Victor Mature signed to play the lead in December 1955. By this stage, Goldwyn Jr had a camera crew shooting shark footage for several months, although filming did not begin on the film proper until March 1956.[3] [7]
Karen Steele and James Olson, who appeared in the cast, were signed to long-term contracts by Goldwyn.[8]
The Sharkfighters was filmed in CinemaScope and Technicolor on location in Cuba with an opening narration by Charles Collingwood and released in November 1956 by United Artists.[9] Shooting mostly look place on the Isle of Pines, south of the main island.[10]
Special effects artist Russell Shearman was electrocuted while repairing film equipment used for the movie.[11] He had received the 1946 Special Effects Oscar for creating a more realistic and filming-friendly artificial snow in It's a Wonderful Life, and one in 1948 for effects in the reincarnation fantasy Portrait of Jenny, and was “credited with the development of many machines and gadgets used in motion-picture production”.[11] The Times states he was serving as chief technician on the picture. Shearman was not an underwater cameraman, and there is no indication he was working as one while electrocuted.[12]
Mature later admitted he did not enjoy filming the action sequences.[13]
The music for The Sharkfighters was composed by Jerome Moross, described as "lively and unique." While it is not known if he traveled to Cuba with the company, the distinctly ethnic themes of the music appear to be inspired by the filming on location, using syncopation and percussion instruments highly suggestive of his orchestral composition Biguine.[14]
Thematically the score is characterized by an ostinato that stresses the second half of the second beat but nothing at all on the third beat. This rhythm is employed throughout the varied scene melodies using maracas, xylophones, guitars, claves, and bongos to produce a Caribbean motif. In the Havana night club scene he integrates a rumba into the score, then segues to a soft melody underscoring the dialogue between Martha and Len. Also notable is a "unique cue" to announce the presence of sharks. The score of The Sharkfighters displays the fully developed elements of style now associated with Moross in Westerns such as The Big Country,[15] which he moved on to after this film.

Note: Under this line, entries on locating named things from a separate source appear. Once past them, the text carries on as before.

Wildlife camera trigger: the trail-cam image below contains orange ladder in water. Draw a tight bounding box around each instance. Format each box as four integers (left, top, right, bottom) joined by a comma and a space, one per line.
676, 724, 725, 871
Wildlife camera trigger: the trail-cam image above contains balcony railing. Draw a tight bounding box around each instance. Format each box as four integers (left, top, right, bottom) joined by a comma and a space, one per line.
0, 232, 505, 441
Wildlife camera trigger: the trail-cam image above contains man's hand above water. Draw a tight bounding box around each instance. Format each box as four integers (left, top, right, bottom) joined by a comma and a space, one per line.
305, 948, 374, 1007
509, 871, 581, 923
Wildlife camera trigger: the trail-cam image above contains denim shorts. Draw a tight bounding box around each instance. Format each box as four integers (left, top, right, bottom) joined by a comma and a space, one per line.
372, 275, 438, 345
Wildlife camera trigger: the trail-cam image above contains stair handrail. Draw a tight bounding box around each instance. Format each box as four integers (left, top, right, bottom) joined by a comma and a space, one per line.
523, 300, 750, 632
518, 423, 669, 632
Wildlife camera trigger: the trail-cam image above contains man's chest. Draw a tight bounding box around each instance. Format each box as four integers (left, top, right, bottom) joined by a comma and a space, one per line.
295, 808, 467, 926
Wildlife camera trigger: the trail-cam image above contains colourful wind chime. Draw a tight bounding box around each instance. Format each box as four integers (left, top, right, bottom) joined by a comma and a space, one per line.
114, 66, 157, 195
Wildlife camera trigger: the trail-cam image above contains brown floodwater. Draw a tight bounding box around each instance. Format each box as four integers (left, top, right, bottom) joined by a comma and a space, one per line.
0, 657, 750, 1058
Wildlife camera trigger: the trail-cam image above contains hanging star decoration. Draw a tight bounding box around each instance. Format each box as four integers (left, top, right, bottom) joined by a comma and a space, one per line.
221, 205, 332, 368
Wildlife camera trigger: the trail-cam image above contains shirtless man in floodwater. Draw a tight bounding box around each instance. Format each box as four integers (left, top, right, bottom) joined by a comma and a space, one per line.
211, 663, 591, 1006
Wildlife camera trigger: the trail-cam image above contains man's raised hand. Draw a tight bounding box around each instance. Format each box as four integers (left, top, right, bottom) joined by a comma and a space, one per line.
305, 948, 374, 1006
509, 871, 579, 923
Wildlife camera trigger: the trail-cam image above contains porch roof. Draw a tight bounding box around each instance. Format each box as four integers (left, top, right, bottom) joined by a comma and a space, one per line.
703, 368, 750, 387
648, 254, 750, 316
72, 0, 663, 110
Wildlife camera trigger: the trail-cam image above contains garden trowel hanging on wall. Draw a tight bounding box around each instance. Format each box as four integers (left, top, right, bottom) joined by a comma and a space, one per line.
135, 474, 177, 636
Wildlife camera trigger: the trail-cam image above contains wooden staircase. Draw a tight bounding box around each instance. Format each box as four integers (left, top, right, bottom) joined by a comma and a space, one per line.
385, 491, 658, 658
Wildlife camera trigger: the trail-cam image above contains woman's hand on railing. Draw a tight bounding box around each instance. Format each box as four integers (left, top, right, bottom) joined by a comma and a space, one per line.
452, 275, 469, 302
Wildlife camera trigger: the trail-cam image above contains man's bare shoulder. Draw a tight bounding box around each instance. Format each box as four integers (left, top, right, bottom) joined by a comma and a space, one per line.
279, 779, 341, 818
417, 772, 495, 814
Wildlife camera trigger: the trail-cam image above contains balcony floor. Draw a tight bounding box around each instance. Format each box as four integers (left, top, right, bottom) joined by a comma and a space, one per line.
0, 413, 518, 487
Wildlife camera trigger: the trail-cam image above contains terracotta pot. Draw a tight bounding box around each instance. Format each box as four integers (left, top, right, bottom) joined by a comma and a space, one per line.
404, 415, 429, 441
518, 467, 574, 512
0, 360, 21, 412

Sam Goldwyn Jr later said of the film, "we spent a year and a half doing the big scene and I'm afraid I didn't function so well on the story aspect."[16] He admitted the film "fell flat on its face" commercially.[17]
The film was adapted as the Dell Comics comic book Four Color #762 (Jan. 1957), cover-titled The Sharkfighters. The 34-page story, by an unknown writer, was penciled and inked by John Buscema.[18]